Arca canta con una voce inaspettata, genuina e profonda, modulata in una maniera molto vicina alla forma classica che richiama alla mente la drammaticità liturgica dei canti gregoriani e quella tragica del teatro greco. Canta in spagnolo, omaggiando la lingua del paese in cui è cresciuto, e cita le tonadas dell’icona popolare venezuelana Simón Díaz. In “Reverie” riprende il testo di “Caballo Viejo” catturando la forza dell’indeterminatezza dell’amore che “arriva in questo modo”: spetta a chi ascolta decidere quale sia il modo più intenso e più cruento in cui si può essere sconvolti dall’amore. Allo stesso modo si lascia all’ascoltatore la libertà di interpretare gran parte della produzione, spiegando così il senso dei rumori che oramai caratterizzano la musica di Ghersi. I rumori sono svincolati dai codici, sono liberi e totalmente personali. La bellezza di un rumore la si può trovare solo dentro di sé.
Le parole non sono quasi mai scritte, il canto è improvvisato e mai manipolato. Si percepiscono i respiri, si sente deglutire e, in “Coraje”, la voce si rompe irrimediabilmente. Nulla viene mascherato, i limiti umani, lo sforzo e la sofferenza sono inclusi con la stessa dignità degli accordi di piano. Sia lodato il giorno in cui durante un viaggio in macchina Bjork, amica e musa, lo ha invitato ad usare la voce.
È un lavoro su se stesso quello che compie Arca nel momento in cui si trattiene dal manipolare le imperfezioni e sceglie di accettarle, di perdonare i propri difetti e di estrarne la tenerezza per trasformarli in piacevolezza. È una presa di coscienza che passa attraverso la necessità di rilassare la parte critica del cervello, di ammorbidire la tendenza nevrotica al giudizio. La crescita avviene esponendo ciò di cui si ha vergogna.
Ne risulta una produzione quantomai dolce, languida e delicata pur nella sua violenza, nel suo lacerante patimento.

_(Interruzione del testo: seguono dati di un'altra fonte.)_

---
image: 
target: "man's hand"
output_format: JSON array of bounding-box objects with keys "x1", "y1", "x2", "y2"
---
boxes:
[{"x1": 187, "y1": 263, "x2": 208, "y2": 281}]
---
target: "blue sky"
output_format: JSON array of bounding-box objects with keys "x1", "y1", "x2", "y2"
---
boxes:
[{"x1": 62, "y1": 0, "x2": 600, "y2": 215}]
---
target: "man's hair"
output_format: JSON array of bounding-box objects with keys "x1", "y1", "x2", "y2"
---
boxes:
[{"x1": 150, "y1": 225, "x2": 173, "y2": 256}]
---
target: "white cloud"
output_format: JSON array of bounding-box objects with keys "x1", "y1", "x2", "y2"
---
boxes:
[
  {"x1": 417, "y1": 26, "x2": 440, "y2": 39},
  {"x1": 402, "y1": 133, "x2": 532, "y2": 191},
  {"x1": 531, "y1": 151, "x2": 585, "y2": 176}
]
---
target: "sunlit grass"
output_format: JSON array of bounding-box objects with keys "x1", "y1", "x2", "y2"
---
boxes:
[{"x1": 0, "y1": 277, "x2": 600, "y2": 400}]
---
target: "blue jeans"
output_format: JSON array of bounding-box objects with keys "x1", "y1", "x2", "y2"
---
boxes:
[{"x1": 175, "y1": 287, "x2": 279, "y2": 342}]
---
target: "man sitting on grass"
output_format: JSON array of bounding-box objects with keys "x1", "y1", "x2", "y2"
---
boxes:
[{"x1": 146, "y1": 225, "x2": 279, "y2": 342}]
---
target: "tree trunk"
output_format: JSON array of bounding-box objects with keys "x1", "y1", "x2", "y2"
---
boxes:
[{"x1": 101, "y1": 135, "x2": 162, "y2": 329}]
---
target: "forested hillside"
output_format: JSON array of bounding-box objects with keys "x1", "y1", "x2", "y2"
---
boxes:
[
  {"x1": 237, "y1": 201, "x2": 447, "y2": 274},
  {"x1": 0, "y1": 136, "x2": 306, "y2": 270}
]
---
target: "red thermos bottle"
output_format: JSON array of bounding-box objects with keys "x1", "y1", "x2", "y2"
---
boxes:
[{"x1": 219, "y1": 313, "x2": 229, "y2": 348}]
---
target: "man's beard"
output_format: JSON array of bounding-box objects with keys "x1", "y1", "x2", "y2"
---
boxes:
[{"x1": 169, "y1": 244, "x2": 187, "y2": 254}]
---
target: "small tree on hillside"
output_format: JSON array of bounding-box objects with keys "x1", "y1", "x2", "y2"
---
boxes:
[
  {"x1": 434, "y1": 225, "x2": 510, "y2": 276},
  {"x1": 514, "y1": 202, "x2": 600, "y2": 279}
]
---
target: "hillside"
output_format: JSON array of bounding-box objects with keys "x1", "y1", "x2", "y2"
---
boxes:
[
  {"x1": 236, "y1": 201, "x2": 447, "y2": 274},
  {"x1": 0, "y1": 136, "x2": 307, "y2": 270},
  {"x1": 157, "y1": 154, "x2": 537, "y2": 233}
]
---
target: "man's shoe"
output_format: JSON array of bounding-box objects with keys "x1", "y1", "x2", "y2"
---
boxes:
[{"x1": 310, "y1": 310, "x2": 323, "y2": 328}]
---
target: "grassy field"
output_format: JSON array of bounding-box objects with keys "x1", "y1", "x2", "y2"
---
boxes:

L’alieno umanoide di “Mutant”, un essere senza genere, senza tempo e senza luogo che fagocitava caoticamente la musica in tutti i suoi generi e forme e ne restituiva una produzione caotica e “difficile”, ha ceduto il posto ad un essere umano fragile e carnale, che ha ridimensionato la sua sperimentazione per imboccare la via di un’esplorazione intima, localizzabile nel tempo (il passato) e nello spazio (il suo Venezuela).
“Arca” è un capolavoro che allieta e disturba al tempo stesso, è un disco che vuole essere ascoltato e riascoltato, è una preghiera rivolta alla natura animale dell’uomo, è una celebrazione all’unicità del tormento sublimato dalla grazia, è un inno all’umanità. Per chi scrive, è il disco dell’anno.